Wednesday, 30 March 2005

Recession predictions and the outlook for Asia

Calculated Risk took a look at recession predictions and concluded that it is a mug's game.

Nevertheless, he joins in the game and, based on the yield curve and new home sales data, predicts: "I do not believe a recession is imminent. I'm just starting to watch for the early signs."

Barry Ritholtz at The Big Picture reviews the analysis done by Calculated Risk and concludes that it is consistent with his own "expectations for a contraction in 2006/07 time frame".

The Conference Board did report yesterday that its consumer confidence index fell to 102.4 in March from 104.4 in February. This by itself does not necessarily point to an imminent recession, but it does suggest that investors should at least start watching out closely for signs of an economic downturn.

This seems especially true for Asian investors. Yesterday, following up on a post at The Big Picture that said that the stock market may be approaching a top, I said that Asian stock markets are likely to be among the first to fall, citing weak economic data coming out of Japan, South Korea and Singapore.

The pattern continues today, with Japan reporting a 2.1 percent fall in industrial production in February. Offsetting this news, though, is the findings from a survey showing that manufacturers projected industrial output would rise 0.9 percent in March and 3.6 percent in April.

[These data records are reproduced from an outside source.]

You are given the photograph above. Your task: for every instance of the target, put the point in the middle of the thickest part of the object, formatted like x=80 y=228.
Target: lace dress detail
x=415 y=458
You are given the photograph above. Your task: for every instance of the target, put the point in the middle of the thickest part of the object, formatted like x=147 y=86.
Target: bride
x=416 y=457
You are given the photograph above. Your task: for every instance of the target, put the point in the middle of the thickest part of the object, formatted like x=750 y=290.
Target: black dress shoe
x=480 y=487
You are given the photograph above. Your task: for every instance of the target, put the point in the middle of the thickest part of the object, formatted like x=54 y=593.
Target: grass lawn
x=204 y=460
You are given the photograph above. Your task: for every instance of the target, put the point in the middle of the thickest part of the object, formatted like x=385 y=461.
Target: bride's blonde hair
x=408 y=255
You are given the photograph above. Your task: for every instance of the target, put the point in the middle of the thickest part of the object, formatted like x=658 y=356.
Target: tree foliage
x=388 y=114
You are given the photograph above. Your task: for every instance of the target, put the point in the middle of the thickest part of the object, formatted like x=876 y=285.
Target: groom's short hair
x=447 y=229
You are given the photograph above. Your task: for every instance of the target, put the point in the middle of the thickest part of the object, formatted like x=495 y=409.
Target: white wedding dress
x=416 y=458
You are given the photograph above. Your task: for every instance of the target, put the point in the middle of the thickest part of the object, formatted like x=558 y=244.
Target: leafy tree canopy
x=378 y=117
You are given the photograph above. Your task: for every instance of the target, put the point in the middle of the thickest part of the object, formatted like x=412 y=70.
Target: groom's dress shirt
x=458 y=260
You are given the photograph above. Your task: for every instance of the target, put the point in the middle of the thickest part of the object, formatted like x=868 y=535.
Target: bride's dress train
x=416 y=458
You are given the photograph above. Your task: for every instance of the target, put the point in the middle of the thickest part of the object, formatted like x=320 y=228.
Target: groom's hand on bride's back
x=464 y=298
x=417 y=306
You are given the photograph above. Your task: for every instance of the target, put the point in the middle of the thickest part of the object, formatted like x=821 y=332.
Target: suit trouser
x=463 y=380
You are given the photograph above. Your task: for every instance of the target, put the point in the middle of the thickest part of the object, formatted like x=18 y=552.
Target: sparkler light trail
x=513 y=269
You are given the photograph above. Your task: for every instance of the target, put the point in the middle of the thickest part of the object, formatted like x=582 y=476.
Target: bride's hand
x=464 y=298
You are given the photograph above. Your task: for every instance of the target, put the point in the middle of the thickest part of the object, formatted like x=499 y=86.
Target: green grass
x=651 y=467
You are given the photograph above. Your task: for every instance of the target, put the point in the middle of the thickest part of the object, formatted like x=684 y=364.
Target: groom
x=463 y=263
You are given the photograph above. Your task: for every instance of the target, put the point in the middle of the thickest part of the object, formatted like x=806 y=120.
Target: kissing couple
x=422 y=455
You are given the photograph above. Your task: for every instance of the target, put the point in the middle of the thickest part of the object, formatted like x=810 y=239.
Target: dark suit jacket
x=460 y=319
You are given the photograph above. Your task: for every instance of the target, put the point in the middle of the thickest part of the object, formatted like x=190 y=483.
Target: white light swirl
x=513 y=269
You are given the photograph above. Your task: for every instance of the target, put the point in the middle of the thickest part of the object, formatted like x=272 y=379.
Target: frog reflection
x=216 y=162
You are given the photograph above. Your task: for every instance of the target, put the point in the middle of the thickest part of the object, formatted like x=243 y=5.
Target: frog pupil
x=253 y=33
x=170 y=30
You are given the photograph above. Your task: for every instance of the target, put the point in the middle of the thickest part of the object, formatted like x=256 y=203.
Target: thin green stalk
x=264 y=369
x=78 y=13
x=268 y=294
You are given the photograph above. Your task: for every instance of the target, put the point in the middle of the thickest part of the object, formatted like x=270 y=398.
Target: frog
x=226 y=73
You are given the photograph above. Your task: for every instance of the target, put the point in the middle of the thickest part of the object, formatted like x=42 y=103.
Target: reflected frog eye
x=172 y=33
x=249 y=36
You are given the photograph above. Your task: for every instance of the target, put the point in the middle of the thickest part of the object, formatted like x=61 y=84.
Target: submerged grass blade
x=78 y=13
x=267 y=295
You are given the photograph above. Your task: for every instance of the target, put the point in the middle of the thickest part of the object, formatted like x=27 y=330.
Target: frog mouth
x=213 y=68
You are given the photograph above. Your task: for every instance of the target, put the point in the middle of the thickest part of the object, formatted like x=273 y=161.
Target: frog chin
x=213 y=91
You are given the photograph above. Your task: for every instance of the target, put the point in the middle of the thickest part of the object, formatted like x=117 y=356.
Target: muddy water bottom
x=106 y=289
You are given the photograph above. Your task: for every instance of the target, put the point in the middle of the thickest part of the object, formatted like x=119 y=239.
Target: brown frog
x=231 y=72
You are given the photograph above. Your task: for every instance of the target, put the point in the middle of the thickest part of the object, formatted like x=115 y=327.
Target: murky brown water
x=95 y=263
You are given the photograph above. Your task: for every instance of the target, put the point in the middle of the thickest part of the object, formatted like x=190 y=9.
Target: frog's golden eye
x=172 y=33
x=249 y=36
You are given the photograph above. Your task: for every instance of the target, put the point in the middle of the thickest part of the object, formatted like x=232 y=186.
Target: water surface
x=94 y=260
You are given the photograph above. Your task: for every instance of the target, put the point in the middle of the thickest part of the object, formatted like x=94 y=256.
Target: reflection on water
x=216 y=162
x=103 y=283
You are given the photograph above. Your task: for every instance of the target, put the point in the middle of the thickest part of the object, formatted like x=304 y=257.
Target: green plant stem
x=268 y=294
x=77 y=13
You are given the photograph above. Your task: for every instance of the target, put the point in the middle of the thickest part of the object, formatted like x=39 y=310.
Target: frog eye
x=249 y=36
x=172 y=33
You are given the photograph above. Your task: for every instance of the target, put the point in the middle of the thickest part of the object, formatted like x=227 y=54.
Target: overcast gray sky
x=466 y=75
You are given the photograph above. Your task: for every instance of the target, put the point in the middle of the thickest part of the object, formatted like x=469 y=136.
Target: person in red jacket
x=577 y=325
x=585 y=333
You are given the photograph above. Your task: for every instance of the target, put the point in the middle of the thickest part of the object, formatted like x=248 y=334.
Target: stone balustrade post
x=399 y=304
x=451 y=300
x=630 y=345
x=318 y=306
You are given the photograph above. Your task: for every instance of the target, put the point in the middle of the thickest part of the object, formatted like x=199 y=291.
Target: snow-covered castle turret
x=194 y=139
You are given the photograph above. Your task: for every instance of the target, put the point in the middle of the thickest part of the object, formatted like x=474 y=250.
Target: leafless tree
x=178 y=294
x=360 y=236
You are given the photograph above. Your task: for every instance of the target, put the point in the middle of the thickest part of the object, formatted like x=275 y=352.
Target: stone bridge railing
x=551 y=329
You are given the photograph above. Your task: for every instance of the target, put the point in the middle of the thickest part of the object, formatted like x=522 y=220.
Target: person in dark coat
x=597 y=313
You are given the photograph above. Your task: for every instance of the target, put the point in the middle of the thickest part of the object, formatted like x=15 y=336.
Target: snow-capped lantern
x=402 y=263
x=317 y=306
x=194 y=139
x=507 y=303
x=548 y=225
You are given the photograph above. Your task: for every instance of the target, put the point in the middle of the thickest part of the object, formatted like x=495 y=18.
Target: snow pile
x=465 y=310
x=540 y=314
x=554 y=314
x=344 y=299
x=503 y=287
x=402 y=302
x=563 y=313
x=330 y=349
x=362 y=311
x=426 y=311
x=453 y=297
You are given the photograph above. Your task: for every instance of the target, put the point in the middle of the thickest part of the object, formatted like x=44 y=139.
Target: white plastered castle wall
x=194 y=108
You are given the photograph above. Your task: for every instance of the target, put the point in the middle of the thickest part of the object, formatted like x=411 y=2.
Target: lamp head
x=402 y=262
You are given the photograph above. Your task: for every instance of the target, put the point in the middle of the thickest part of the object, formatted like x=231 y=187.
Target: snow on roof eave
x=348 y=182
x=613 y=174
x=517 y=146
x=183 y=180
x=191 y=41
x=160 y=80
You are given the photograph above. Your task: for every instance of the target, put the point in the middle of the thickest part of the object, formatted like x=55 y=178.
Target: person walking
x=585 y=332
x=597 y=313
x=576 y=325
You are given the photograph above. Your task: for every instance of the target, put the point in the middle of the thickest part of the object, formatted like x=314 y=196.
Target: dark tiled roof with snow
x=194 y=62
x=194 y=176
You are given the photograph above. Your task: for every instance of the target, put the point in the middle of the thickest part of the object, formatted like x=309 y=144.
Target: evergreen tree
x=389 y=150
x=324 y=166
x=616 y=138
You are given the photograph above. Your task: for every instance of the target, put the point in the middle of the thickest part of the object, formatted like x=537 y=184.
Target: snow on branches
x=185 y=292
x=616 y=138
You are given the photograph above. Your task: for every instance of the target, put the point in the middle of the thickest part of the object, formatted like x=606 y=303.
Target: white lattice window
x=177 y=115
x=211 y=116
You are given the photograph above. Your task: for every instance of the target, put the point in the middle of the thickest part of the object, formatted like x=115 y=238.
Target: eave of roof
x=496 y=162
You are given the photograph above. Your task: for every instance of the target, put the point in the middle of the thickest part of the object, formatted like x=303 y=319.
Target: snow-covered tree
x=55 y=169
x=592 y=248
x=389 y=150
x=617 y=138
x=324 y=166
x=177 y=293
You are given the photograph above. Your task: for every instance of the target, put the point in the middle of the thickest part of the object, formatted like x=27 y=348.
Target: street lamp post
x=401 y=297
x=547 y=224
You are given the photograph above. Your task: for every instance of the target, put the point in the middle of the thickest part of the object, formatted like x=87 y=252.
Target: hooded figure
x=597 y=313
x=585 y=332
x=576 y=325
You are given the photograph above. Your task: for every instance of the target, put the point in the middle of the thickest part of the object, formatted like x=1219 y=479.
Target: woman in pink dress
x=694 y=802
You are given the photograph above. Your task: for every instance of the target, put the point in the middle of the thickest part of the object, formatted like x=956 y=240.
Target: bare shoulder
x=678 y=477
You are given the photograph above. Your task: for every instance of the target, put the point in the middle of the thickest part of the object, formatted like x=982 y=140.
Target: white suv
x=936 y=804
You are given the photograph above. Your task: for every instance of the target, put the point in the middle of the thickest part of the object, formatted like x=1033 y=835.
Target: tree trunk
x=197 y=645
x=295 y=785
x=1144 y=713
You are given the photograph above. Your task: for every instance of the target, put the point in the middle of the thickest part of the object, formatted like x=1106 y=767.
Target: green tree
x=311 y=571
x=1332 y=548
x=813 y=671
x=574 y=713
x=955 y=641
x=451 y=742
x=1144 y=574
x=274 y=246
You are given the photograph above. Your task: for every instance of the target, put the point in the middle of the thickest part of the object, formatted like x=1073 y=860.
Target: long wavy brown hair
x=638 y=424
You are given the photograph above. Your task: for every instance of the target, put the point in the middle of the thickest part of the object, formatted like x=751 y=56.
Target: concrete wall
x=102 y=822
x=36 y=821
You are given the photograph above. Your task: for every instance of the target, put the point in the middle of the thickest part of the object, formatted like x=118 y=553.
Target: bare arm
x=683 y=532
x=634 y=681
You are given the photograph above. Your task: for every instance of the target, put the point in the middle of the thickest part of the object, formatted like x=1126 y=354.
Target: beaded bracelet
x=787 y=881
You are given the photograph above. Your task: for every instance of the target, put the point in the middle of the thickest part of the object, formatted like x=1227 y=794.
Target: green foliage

Meanwhile, the two Brads -- DeLong and Setser -- have interesting posts on China:

Peering into the Future of China

China has about a quarter of the population of the world

But would China revalue the renminbi to address other imbalances?

While DeLong looks at China holistically, the latter two Setser posts are about China's currency peg and its accumulation of foreign reserves. These are all relevant to discussions on a possible recession.

As William Pesek Jr at Bloomberg warns: "China's money supply is still growing apace... A nation with a pegged exchange rate is hard-pressed to run an independent monetary policy... [I]f the dollar crashed under the weight of record U.S. current-account and budget deficits, or China experienced a hard landing, the entire global economy would pay the price."